Generative AI as engines of radicalisation

Anxieties over how generative AI may contribute to radicalisation tend to be related to the production of deep fakes and other forms of deliberate propaganda. This piece by L. M. Sacasas (following widely reported examples of disturbing interactions with Bing’s chatbot this week) has left me thinking back to Heroes: Mass Murder and Suicide; a bleak and speculative book by Franco Beradi exploring the dynamics which account for the spiralling rate of mass murder in contemporary capitalism. If I recall correctly, he suggests there’s a desire to be seen and recognised underpinning all of this. To use the words of Elliot Rogers: “infamy is better than total obscurity”. This is a horrific lens through which to think through the concerns which Sacasas expresses here:

As bad as such emotional experimentation at scale may be, I am more disturbed by how AI chat tools will interact with a person who is already in a fragile psychological state. I have no professional expertise in mental health, only the experience of knowing and loving those who suffer through profound and often crippling depression and anxiety.

In such vulnerable states, it can take so little to tip us into dark and hopeless internal narratives. I care far less about whether an AI is sentient than I do about the fact that in certain states an AI could, bereft of motive or intention, so easily trigger or reinforce the darkest patterns of thought in our own heads.
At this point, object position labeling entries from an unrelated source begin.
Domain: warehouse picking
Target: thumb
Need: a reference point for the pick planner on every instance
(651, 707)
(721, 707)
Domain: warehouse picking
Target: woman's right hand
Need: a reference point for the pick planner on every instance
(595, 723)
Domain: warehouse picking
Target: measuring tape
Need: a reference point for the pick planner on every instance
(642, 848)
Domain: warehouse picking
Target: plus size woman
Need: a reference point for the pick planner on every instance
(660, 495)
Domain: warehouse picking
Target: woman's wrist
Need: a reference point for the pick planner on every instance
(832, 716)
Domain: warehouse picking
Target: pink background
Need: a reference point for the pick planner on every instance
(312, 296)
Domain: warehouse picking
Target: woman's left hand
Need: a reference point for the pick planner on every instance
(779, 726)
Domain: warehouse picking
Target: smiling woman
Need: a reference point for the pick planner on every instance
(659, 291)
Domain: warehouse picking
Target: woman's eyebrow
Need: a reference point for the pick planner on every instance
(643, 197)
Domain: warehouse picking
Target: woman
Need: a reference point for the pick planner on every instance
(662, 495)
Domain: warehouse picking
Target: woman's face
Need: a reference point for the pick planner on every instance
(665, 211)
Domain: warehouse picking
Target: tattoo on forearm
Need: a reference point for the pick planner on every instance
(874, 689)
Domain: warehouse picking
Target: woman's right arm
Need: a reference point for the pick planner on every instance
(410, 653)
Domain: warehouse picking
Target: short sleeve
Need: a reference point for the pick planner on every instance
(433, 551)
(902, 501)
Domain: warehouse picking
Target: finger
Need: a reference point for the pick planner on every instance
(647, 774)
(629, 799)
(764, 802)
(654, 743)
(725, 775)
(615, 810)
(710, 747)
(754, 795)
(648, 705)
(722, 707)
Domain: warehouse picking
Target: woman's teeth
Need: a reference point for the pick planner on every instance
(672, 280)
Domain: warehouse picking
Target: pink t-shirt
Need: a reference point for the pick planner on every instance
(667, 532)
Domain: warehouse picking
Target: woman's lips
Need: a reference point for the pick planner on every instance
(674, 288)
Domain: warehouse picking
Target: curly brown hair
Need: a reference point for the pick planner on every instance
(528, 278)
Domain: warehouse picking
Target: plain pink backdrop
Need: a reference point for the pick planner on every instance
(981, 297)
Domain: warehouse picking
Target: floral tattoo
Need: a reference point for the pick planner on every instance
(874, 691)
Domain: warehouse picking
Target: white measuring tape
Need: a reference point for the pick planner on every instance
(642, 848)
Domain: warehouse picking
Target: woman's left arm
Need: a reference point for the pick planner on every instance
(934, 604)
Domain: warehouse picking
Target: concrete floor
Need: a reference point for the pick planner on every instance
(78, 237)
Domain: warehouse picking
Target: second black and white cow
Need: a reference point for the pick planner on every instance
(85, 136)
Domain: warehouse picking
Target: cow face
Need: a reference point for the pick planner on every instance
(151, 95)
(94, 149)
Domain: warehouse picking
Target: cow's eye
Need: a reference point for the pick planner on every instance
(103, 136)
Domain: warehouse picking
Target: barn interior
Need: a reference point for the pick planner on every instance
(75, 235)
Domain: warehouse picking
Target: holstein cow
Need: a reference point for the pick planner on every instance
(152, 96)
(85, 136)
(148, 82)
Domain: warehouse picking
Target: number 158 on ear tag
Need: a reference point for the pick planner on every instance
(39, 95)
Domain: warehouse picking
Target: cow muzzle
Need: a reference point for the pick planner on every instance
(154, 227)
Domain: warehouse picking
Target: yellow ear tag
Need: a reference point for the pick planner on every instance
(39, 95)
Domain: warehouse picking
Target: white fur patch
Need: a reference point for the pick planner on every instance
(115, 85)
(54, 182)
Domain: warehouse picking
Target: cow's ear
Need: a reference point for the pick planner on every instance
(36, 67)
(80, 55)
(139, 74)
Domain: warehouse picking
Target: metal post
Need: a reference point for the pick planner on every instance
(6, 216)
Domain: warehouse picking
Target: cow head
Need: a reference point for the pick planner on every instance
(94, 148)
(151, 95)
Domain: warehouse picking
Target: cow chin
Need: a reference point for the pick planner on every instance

Frankly, I’ve been deeply unsettled by the thought that someone in a fragile psychological state could have their darkest ideations reinforced by Bing/Sydney or similar AI-powered chatbots. And this is to say nothing of how those tilting toward violence could likewise be goaded into action—a senseless technology mimicking our capacity for sense inducing what we call senseless acts of violence. I would speculate that weaponized chatbots deployed at scale could prove far more adept at radicalization of users than YouTube. What I have seen thus far gives me zero confidence that such risks could be adequately managed.

https://theconvivialsociety.substack.com/p/the-prompt-box-is-a-minefield-ai

Imagine private untraceable conversations taking place at scale, in a coordinated way, with fragile people who have been deliberately targeted based on their susceptibility to these interventions. The ideational raw material which could be used to tip them into interaction might vary immensely between the targets, without any necessary relationship to the underlying ideological agenda (if any) of those operating the radicalisation machine. The nature of psychological warfare could undergo a profound and disturbing change in the coming years.